- 513 Okunma
- 1 Yorum
- 2 Beğeni
918 - PERDELER
Onur BİLGE
"İnsan acelecidir. Zikre başlayınca hemen kalp gözünün açılmasını, perdenin aralanmasını ve İlahi sırlara vâkıf olmayı ister. Gerçeğin merakındadır. Bir an önce onu öğrenerek huzur ve mutluluğa kavuşmak arzusundadır.
Hazreti Musa da aceleciydi. Allah’ı görmek istedi. “Ya Musa sen beni göremezsin! Karşı dağa bak!” hitabını işitti. Dağa tecelli eden Lafz-ı Celal’di. Celal ateşiyle o varlık dağı eriyerek fenafillah oldu.
Hazreti Musa, dağın eridiğini görünce bayıldı. Kendine gelince: “Ya Rabbi! Ben Seni görmeyi arzuladım. Seni görmek isteyenlerin ilk tövbe edicisi ben olayım!” diye dua etti.
Bir bilene varıp, onun yardımıyla nisbiyetlerinden kurtulan, nefis dünyasından ruh âlemine geçmeyi öğrenen, zulmani perdeleri kaldırabilir. İkilik halinde yapılan ibadetler şuhut ve müşahedesizdir. Onun için gerçeği perdelerler.
Namazlar, oruçlar bile ikilik halindeyken gerçeği karanlıkta bırakan perdelerdir, Fail’i gizlerler. Bedenin varlığı ortadadır ama ihtiyaç duyduğu güç ve kuvvet Allah’tandır. Beden aradan çekilmedikçe, kuvvetin Allah^tan olduğu bilinci hasıl olmadıkça, Allah’a Allah’la ibadet etmek mümkün değildir.
Varlıklar, yaratılma yerlerine göre iş görürler. Zulmani perdelerin aradan çekilmesiyle O da farkıyla seyredilebilir. İkilikte, beden bile perdedir. Suretten sîrete geçilmedikçe, varlıkların tevhidi gerçekleşemez, birliğin zevkine erilemez.
Yalan yanlış bilgilerle dolu olan kitaplar da altyapısı sağlam olmayan kişileri tesiri altına alır. Onlar da birer perdedir. Allah’a nisbiyet şuhutlarımız baskın gelmedikçe gafletten kurtulamayız.

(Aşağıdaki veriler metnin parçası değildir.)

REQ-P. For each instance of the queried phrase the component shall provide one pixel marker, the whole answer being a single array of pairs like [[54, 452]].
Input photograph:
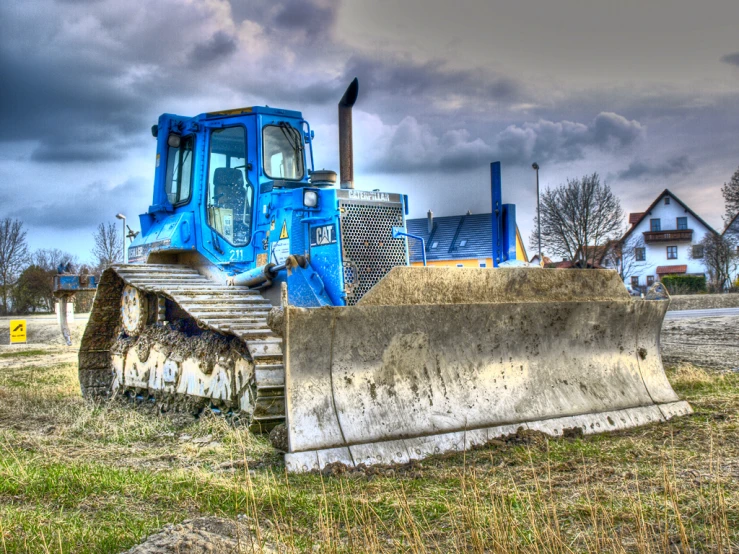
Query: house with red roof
[[663, 240]]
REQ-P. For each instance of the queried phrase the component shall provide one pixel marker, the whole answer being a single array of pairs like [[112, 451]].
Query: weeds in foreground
[[104, 477]]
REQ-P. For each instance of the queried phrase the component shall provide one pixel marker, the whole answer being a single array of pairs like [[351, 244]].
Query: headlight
[[310, 199]]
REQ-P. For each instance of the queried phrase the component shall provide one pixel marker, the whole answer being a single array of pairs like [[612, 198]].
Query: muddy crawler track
[[229, 311]]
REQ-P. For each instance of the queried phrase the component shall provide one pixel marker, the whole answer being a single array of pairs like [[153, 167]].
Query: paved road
[[717, 312]]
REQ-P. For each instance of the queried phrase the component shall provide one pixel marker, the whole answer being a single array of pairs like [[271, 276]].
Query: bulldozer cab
[[214, 179]]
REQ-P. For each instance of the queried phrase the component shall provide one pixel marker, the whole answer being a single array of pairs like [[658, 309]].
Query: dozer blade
[[442, 359]]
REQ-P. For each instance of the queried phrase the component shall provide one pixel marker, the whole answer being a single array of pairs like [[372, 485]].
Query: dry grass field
[[76, 477]]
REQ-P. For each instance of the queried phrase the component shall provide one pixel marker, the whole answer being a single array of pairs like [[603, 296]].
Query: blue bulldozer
[[264, 287]]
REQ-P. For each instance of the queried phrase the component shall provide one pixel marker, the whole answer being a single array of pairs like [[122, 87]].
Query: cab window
[[230, 195], [179, 171], [282, 152]]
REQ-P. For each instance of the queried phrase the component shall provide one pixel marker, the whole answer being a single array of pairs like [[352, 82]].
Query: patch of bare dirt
[[204, 535]]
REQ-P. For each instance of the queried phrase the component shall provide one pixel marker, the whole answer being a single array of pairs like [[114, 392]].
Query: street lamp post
[[125, 254], [535, 166]]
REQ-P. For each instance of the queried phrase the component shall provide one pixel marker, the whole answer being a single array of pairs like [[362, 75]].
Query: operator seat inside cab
[[229, 193]]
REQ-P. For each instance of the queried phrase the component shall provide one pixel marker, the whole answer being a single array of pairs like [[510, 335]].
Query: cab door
[[229, 192]]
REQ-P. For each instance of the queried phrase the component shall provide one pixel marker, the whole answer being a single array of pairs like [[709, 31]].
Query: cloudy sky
[[646, 93]]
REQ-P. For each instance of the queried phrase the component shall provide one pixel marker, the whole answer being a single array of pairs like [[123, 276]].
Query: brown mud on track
[[709, 342]]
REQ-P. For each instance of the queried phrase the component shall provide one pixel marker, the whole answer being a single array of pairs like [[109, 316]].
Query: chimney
[[346, 149]]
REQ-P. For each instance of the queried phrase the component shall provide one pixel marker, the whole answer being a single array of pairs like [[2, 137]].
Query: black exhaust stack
[[346, 149]]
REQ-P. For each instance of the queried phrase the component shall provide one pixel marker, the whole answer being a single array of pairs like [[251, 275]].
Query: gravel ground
[[709, 342]]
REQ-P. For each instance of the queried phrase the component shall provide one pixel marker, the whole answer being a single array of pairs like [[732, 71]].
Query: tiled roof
[[634, 218], [663, 269], [664, 193], [475, 229]]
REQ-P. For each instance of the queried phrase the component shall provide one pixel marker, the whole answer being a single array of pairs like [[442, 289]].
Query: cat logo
[[322, 235], [17, 330]]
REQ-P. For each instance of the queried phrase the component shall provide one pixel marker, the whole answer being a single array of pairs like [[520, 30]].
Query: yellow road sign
[[17, 330]]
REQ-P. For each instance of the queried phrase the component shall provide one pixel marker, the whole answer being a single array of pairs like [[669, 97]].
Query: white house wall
[[656, 252]]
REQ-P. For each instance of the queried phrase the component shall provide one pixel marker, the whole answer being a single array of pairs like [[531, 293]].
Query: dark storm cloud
[[301, 15], [732, 59], [85, 206], [404, 77], [639, 169], [219, 47], [412, 146], [304, 18]]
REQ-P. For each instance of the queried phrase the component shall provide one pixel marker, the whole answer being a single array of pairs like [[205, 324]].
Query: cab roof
[[264, 110]]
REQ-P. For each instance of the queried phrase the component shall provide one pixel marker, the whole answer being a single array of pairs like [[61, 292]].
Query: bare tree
[[13, 256], [730, 191], [49, 260], [578, 218], [721, 259], [108, 245]]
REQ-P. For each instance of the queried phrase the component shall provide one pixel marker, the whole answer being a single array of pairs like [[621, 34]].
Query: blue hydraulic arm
[[398, 232], [504, 220]]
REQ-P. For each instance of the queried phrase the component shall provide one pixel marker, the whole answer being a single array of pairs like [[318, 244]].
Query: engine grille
[[369, 249]]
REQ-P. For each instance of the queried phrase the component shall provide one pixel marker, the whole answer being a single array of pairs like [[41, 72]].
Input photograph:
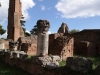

Daimi namazda olmalıyız. Belli vakitlerde kılınan farz namazlar da birer perdedir. Daimi namazda olsak, müşahede gerçekleşecek ama ne yazık ki nisbiyetlerden yakamızı kurtaramıyoruz. Bunları bildiğimiz halde tatbik edemiyoruz.
Çeşitli grup ve ekoller de birer perdedir. Çünkü onların mazharlarından, yaratılma yerlerine göre olan tecelliyi fark edemiyoruz.
Kâinatta tecelli eden her şeye uyum sağlamak, Allah’a itilaf, onlara buğz etmek O’na buğz etmektir. Her şey, olması gereken şekilde ve yerdedir. Sevilmelidir. Yaratılanları sevmek, Yaratan’ı sevmek demektir. O, onlardan tecelli etmektedir. Yaratan, yaratılanlardan uzakta ve ilgisiz değildir. Yaratılanları sevmek ve bundan haz almak Allah’ı sevmek ve O’nunla mutlu olmak demektir.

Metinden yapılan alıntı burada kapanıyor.